• Ana Sayfa
  • »
  • SİYASET DERSİ, OKULLARDA VERİLMELİ MİDİR?

SİYASET DERSİ, OKULLARDA VERİLMELİ MİDİR?

Bilinçli ve hoşgörülü bir toplum istiyoruz.
Siyaset, devleti yönetme sanatıdır, devlet yönetimi ile ilgili izlenecek yöntemlerdir. 
Tarih boyunca devlet yönetimi ile ilgili yüzlerce siyasi görüş ortaya çıkmıştır. 
Zamana ve mekana göre devrini tamamlayan siyasi görüşler, ihtiyaca cevap veremediklerinden ya tarih sahnesinden silinmiş ya da işlevlerini yitirmişlerdir. Toplumların sorunlarına,ihtiyaçlarına göre insanlar yeni arayışlara girmiş, yeni yöntemler bulmuş ve uygulamışlardır.Arayışlar günümüze kadar da sürmüş, sürmeye de devam edecektir.
 
Siyaset, toplumu yakından ilgilendiren, yaşam şekillerini etkileyen en önemli bilimlerden biridir.Devletlerin, toplumların gelişme seviyesini çok yakından ilgilendirmektedir.
 
Bu kadar önemli siyasete ilk ilgi duyduğumda siyasi görüşlerle ilgili söylenilenlere hayret ederdim. Siyaset alanı bu kadar mı korkutucu olur diye kendi kendime sorardım. Siyasetin tarihçesine baktığımda siyaset yüzyıllardır konuşuluyor, tartışılıyor ve uygulanıyor. Söylenilenler doğru olsaydı dünyada siyaset diye bir alan olmaması gerekirdi.  Bu kadar hakaret gören başka bir alan var mı? Bilmiyorum.
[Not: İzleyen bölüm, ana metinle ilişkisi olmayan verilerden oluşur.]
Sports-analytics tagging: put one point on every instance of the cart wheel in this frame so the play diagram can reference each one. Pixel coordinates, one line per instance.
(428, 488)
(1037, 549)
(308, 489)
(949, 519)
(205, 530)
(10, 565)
Kulaktan dolma ve maksatlı ifadelerin kullanılması karşısında hiçbirimizin siyasete bulaşmaması beklenirdi;  zira her siyasi görüş ile ilgili o kadar çok hakaret ve aşağılayıcı sözler kullanılıyor ki siyasete yeni merak salan birinin siyaset kelimesinden bile ürkmesi  lazımdı.

Bir sosyalist için; dinsiz imansız, kapitalist için; emperyalist, kan emici, dindarlar için; yobaz, gerici, milliyetçi için; faşist, kafatasçı vb. tanımlamalar yapılıyor. Bu karalamaların hepsi insanı korkutan siyasetten uzaklaştıran sözler. Bu kadar ağır ithamlar karşısında siyasete girmek isteyenlerin ne yapması gerektiğini tahmin etmek zor değil. 

Birilerinin de siyaseti şeytan işi, yalancıların, düzenbazların mesleği olarak propaganda etmeleri acaba siyaseti tekelleştirme, toplum mühendisliği görevi üstlenme,bilinçsiz bir toplum yaratma çabaları mıdır? Diye kendi kendime soruyorum.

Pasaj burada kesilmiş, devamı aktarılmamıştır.